Now before you provide for his busy schedule as an excuse to my mother’s infidelity and judge my father as an ambitious workaholic, indifferent to his family’s emotional needs, let me clarify that an emotional need of any kind was an alien term for my mother. She was a woman motivated solely by money and other shallow luxuries of life. If her husband spent 17 days of a month out of the country, signing huge deals, it was only to bring to his beautiful (on the outside) wife all the extravagances he knew, she had an eye for - perfumes from Paris, dresses from London, and lipsticks from New York. My father was basically running errands to populate my mother’s closet, in the guise of business meetings.

At 18, I found myself incapable of shedding a single drop of tear for the untimely demise of that woman. But I felt miserable at dad’s bereavement. Seeing him crumble down in front of my mom’s picture every evening, a part of my mind sympathized with him, and the other laughed at his imbecility.

I debated for prolonged hours and finally settled in favor of transpiring the depravity in his gone wife’s character to him. I thought the shock of deception will mitigate the pain of loss. I told him, “She isn’t worth your tears, dad. She was a fucking whore. You are blessed that she died.”

“You don’t talk like that about your mother. Everyone has flaws, so did she.”

“Do you even know what she did behind… ”

“I know, I have always known. If you have known it, what makes you believe, I being a husband won’t sense it. I chose to remain blind. I hoped someday she will admit, repent, and reason her infidelity. I was waiting for it, but she left too soon, without any explanation or apology.”

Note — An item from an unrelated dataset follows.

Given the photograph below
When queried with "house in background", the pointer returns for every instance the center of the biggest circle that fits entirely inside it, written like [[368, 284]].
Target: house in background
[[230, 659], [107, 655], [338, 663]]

For an instant, I felt, I was hallucinating. Sadly, I wasn’t. My dad was always in complete cognizance of my mother’s baseness. But his mind was clogged by the outrageous amount of love he had in his heart for her. My mother, as I now make of her, was a wrenched soul who couldn’t recognize or reciprocate this love. Dad continues to live like another cursed soul, chosen to suffer by the evil forces of destiny. He couldn’t get anything out of the wife he loved so intensely. His wife denied him everything he was entitled to - happiness, love, and commitment. Worst of all, she didn’t even leave him an apology, that one thing he so rightfully deserved.